Association between SNPs in microRNA-machinery genes and tuberculosis susceptibility in Chinese Tibetan population.

Tuberculosis (TB) is caused by infection with Mycobacterium tuberculosis and remains a leading cause of morbidity and mortality caused by infectious agents worldwide. Although our current understanding of the pathogenesis of TB is far from clear, there is a growing body of evidence suggesting a genetic contribution to the etiology of TB. By analyzing 294 TB cases and 287 healthy controls in a Chinese Tibetan population, we used a candidate gene approach to evaluate the association between six single nucleotide polymorphisms (rs10719, rs3757, rs3742330, rs636832, rs7813, and rs3744741) in microRNA machinery genes and TB susceptibility. The genotypic distributions of rs3757 and rs3744741 in controls were not in accordance with the Hardy–Weinberg Equilibrium (P < 0.05).

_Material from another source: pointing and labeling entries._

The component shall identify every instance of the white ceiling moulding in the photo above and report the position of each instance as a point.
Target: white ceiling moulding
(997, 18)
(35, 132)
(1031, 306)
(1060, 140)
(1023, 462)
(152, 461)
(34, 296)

Logistic regression analysis demonstrated that subjects carrying rs3742330 GG genotype had significantly decreased risk for TB than individuals carrying AA genotype [odds ratio (OR) = 0.31, 95 % confidence interval (CI) 0.12–0.75, P = 0.004. Carrying the G allele of rs3742330 was associated with a 27 % decreased risk for TB (95 % CI 0.55–0.97, P = 0.03). However, no significant associations were found for rs10719, rs636832 and rs7813. Computational modeling suggests that the rs3742330 lies within a predicted binding site (seed region) for microRNA-632 (miR-632) and that the G allele alters the affinity of microRNA-mRNA binding by disrupting the local structure of dicer 1, ribonuclease type III (DICER) mRNA, presumably allowing for upregulated DICER expression. Taken together, our data suggest that common genetic variations DICER may influence TB risk, possibly through miR-632-mediated regulation. Replication of our studies in other populations will strengthen our understanding of this association.